Говоря о поправках, какие необходимо делать, проводя параллели между бахтинской концепцией карнавала в западной культуре и тем, как это проявлялось в русской культуре, прислушаемся к суждению Ю. Лотмана и Б. Успенского, которые пишут: «В карнавале осуществляет себя формула: «смешно» – значит, не страшно», – поскольку смех выводит человека за пределы того серьезного средневекового мира, где он делается жертвой социальных и религиозных «страхов» (запретов). В русском смехе – от святочных и масленичных обрядов до «Вечеров на хуторе близ Диканьки» – «смешно и страшно». Игра не выводит за пределы мира как такового, а позволяет проникнуть в его заповедные области, туда, где серьезное пребывание было бы равносильно гибели» [14, 156].
Нельзя в полной мере согласиться с данным суждением, так как оно суживает, укорачивает реальное осуществление смехового начала в русской культуре. Само существо смеха, как оно вырабатывалось в процессе обмирщения культуры, есть разрушение устоявшихся социальных, психологических, эстетических структур. В этом смысле и западноевропейский карнавальный смех также нес в себе начало боязливого отрицания, безусловно связанного с опровержением догматического мировоззрения. И не мог не бояться, так как в «серьезном» мире эти же вольности, домыслы и суждения карались инквизицией, церковным преследованием, подчас смертью. В глубине комического соседствуют – норма и отторжение от нее, ряд, порядок и выламывание из него.
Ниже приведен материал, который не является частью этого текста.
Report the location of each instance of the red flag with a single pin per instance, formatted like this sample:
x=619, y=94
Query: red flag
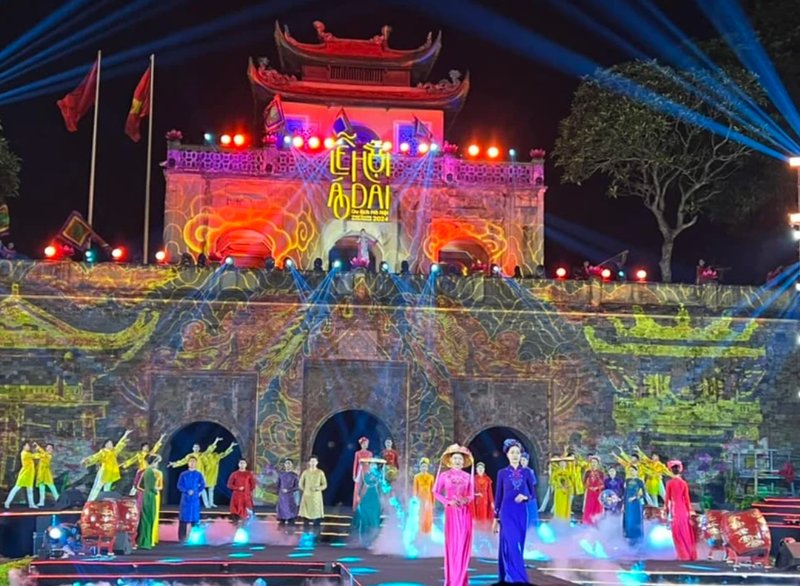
x=140, y=108
x=76, y=103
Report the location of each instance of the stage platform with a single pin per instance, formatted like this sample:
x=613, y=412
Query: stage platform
x=324, y=564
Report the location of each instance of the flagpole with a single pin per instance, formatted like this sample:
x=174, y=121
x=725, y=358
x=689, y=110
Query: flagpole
x=94, y=139
x=149, y=163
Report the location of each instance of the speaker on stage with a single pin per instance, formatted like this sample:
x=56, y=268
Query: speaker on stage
x=109, y=495
x=788, y=555
x=70, y=499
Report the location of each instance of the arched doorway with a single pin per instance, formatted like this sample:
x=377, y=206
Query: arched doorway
x=487, y=447
x=335, y=445
x=346, y=249
x=463, y=254
x=203, y=433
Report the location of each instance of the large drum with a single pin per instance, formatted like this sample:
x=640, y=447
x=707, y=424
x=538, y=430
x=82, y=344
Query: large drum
x=710, y=528
x=128, y=517
x=99, y=519
x=746, y=534
x=656, y=514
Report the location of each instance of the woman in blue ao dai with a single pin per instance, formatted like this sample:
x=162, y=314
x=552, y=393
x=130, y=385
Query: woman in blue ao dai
x=516, y=486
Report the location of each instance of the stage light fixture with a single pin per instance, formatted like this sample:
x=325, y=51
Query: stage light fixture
x=55, y=533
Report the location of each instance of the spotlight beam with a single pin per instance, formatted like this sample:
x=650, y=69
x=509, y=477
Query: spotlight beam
x=44, y=25
x=485, y=23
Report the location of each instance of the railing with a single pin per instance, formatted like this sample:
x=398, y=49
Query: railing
x=172, y=282
x=275, y=163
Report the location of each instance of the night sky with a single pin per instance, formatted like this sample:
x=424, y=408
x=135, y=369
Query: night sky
x=514, y=102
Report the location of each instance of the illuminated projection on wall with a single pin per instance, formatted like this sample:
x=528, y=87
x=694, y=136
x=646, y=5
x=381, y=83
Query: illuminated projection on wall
x=473, y=354
x=360, y=196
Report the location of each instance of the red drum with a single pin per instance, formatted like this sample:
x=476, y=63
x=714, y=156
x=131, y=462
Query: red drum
x=710, y=528
x=99, y=519
x=656, y=514
x=128, y=517
x=746, y=534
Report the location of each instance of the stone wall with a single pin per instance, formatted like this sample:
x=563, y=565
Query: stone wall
x=86, y=352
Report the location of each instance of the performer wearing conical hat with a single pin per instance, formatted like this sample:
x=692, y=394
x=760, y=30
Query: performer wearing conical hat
x=455, y=489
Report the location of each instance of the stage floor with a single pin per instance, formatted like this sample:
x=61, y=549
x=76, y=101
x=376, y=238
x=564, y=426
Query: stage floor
x=338, y=564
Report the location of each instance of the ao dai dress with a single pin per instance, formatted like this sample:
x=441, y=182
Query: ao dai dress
x=633, y=515
x=513, y=517
x=451, y=486
x=312, y=483
x=679, y=505
x=423, y=490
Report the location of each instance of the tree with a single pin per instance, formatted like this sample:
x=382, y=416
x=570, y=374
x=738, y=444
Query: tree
x=617, y=127
x=9, y=170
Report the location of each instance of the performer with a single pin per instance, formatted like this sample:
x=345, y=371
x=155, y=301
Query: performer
x=367, y=520
x=148, y=486
x=159, y=489
x=362, y=453
x=288, y=486
x=392, y=458
x=44, y=473
x=516, y=486
x=563, y=488
x=455, y=489
x=140, y=458
x=633, y=513
x=617, y=486
x=654, y=473
x=191, y=484
x=26, y=475
x=108, y=467
x=679, y=507
x=211, y=462
x=242, y=484
x=199, y=463
x=594, y=481
x=483, y=505
x=312, y=483
x=423, y=492
x=533, y=504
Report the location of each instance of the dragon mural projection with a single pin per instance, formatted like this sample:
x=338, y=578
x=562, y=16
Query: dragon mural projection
x=88, y=351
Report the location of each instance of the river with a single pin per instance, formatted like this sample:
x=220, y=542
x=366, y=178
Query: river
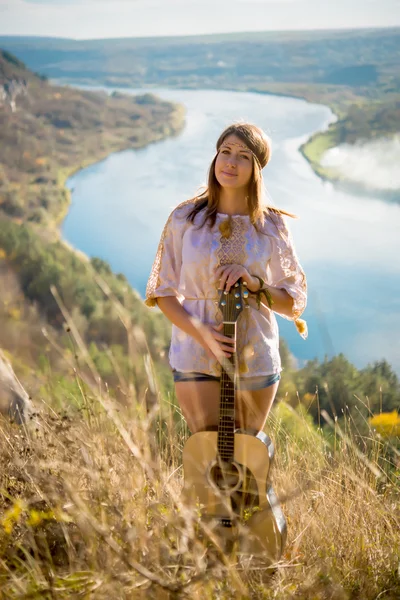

Смех, внося внешний беспорядок в принятую, организованную социумом систему отношений, создает свою структуру, свой порядок. Логика комического, сосредоточенности писательского сознания и фантазии на данном аспекте видения бытия представляет собой специфически человеческое отношение культуры к миру.
Одним из известных исследователей феномена комического был французский философ А. Бергсон. Он с полным основанием писал в своей книге «Смех»: «Не существует комического вне собственно человеческого… Пейзаж никогда не будет смешным» [15, 98]. И сделал важное замечание: «Смешное не может нравиться тому, кто чувствует себя одиноким… Смех должен быть видом общественного жеста» [15, 106].
Сходные суждения об «общественном нерве» комического обнаруживаются у Н. Фрая: «Тема комического – интеграция людей в обществе» [16, 241]. Однако дальше, следуя формалистическим принципам в систематизации эстетических категорий, он дает неполную и ограниченную характеристику содержания комического. Он пишет, в частности: «Литература имеет верхний предел, точку, где образное видение вечности становится ее действительным переживанием. Ироническая комедия, изображающая повседневность, помогает нам понять, что существует и нижний предел бытия. Это – состояние дикости, мир, в котором комедия состоит в бесконечных мучениях беспомощной жертвы, а трагедия – в необходимости терпеть этот мир» [16, 243-244].